40

9.3K 487 617
                                    

Kansa baru sampai di apartemen. Penampilannya begitu menyedihkan, rambut sepunggungnya sedikit acak-acakan. Warna kemerahan pada bagian mata, hidung, hingga pipi masih membekas belum kering. Kenyataannya ini benar-benar terjadi, ibunya dipenjara. Ibunya marah.

Tuhan.. sampai di sana dulu. Kansa belum sempat belajar menerima keadaan lagi setelah kejadian itu. Ia belum begitu dewasa untuk menerima keadaan yang ini-yang bundanya harus mendekam di penjara, yang ia masih belum tahu letak kesalahannya hingga teman-temannya menjauh.

"Skara.. "

Saat itu juga, rasanya Kansa sangat ingin didekap lelaki itu. Menyalurkan ketakutan, keraguan, kesedihannya hingga rasa-rasa yang menggila itu berkurang darinya.

Tapi tidak. Nampaknya soal tadi, soal bundanya yang dikabarkan masuk kantor polisi-belum sampai di sana. Ini lebih dari itu, dari ekspektasinya, dari harapannya.

"Keluar!"

Apa lagi..

Kansa lunglai, lemas tak bertenaga. Maksudnya apa? Intonasi lelaki itu bukan seperti apa yang pernah ia dengar sebelum-sebelumnya. Saat setelah kejadian di lift kemarin.. saat ia menangis, persis seperti ini.

"Gue bilang keluar!!"

Kansa menggeleng perlahan. Bahkan lelaki itu tak menjelaskan apapun padanya, tentang apa salahnya, tentang apa yang membuatnya lagi-lagi merasa salah untuk kesekian kalinya. Mata perempuan itu berkaca-kaca lagi, sisa-sisa tangis tadi siang bahkan belum mengering selesai sepenuhnya. "Ada apa, Ska?" cicitnya pelan.

Alskara menatap perempuan itu datar. Tak ada apa-apa di sana. Kansa jelas kebingungan karena raut wajah itu.

Gal muncul di belakang ayahnya. Bocah yang lusa akan menginjak umur ke tiga tahun itu bahkan hanya diam. Tidak berlari memeluknya seperti yang ia lakukan sebelum-sebelumnya.

"Skara.. bunda sekarang di penjara, aku-"

Sepertinya mengadu kepada Alskara tak akan memberinya ketenangan apalagi penyelesaian.

"Resiko," potong lelaki itu cepat.

Bibir Kansa terkatup rapat.

"Nyokap lo pake obat-obatan, tukang sabotase, gue pikir itu hal yang wajar kenapa dia bisa sampai dipenjara, kan?" seringaian lelaki itu muncul. Tangannya ia silangkan di depan dada, menatap datar perempuan di hadapannya. "Dan di sini lo nutupin semua kesalahannya.

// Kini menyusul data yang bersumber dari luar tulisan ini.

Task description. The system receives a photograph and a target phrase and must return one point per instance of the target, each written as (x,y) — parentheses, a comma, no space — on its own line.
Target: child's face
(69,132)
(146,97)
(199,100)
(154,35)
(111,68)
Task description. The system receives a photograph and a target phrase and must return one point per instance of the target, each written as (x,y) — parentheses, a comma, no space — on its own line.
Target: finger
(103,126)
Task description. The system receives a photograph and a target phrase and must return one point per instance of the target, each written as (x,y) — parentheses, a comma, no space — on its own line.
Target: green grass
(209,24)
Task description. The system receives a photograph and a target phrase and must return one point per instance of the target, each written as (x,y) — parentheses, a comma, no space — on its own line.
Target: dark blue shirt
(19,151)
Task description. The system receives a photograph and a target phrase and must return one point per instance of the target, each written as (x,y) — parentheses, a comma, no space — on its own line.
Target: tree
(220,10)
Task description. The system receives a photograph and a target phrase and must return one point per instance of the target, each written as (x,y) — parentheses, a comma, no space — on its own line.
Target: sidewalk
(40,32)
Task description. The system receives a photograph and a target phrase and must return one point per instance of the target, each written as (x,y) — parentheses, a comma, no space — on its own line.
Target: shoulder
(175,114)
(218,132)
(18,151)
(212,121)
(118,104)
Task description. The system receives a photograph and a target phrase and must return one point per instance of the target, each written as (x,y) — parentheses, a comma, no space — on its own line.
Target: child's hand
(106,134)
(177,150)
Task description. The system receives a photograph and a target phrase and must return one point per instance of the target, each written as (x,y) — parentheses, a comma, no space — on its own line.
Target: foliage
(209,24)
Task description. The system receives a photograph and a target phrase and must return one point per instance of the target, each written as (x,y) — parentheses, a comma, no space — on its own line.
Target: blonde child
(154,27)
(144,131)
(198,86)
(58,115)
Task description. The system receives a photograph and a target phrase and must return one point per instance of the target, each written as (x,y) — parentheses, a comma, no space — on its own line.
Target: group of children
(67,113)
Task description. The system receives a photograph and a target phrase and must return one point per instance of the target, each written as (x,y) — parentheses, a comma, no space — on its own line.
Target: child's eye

Fuck! Lo sama nyokap lo bikin gue harus kerja lama buat buka kasus!"

Kansa memejamkan matanya erat-erat. Ia menangis lagi.

"TOLOL!!"

Tangan Alskara melayang memukul tembok-yang letaknya tepat berada di samping kepala Kansa. Ia benar-benar dalam keadaan mood yang buruk hari ini. Cowok itu juga nampaknya begitu kelelahan. Kansa hapal betul kebiasaan laki-laki itu jika ia lelah, seperti ini. Alskara selalu melampiaskannya dengan marah.

Walaupun begitu, Kansa sadar betul marahnya Alskara yang ini bukan marah seperti hari-hari biasa. Di sini, ia sudah melakukan kesalahan besar, menutupi fakta bahwa bundanya menyabotase hasil otopsi kemarin. Ia menutupinya dari Alskara, dari orang yang sangat benci dipermainkan. Meskipun posisi Kansa saat ini sebagai pasangan hidup lelaki itu. Sama saja.

"M-maaf.. "

Dan cuma itu yang keluar dari bibir Kansa.

Ia juga sama lelahnya hari ini.

Alskara terkekeh, kedengaran menyeramkan di telinga Kansa. "Brengsek! Lo udah gak jujur sama gue dan lo cuma bilang maaf?!!"

Sumpah, demi apapun, bukan itu maksud Kansa. Bukan ingin tidak jujur apalagi membohongi. Ia hanya tertekan oleh segala macam pilihan.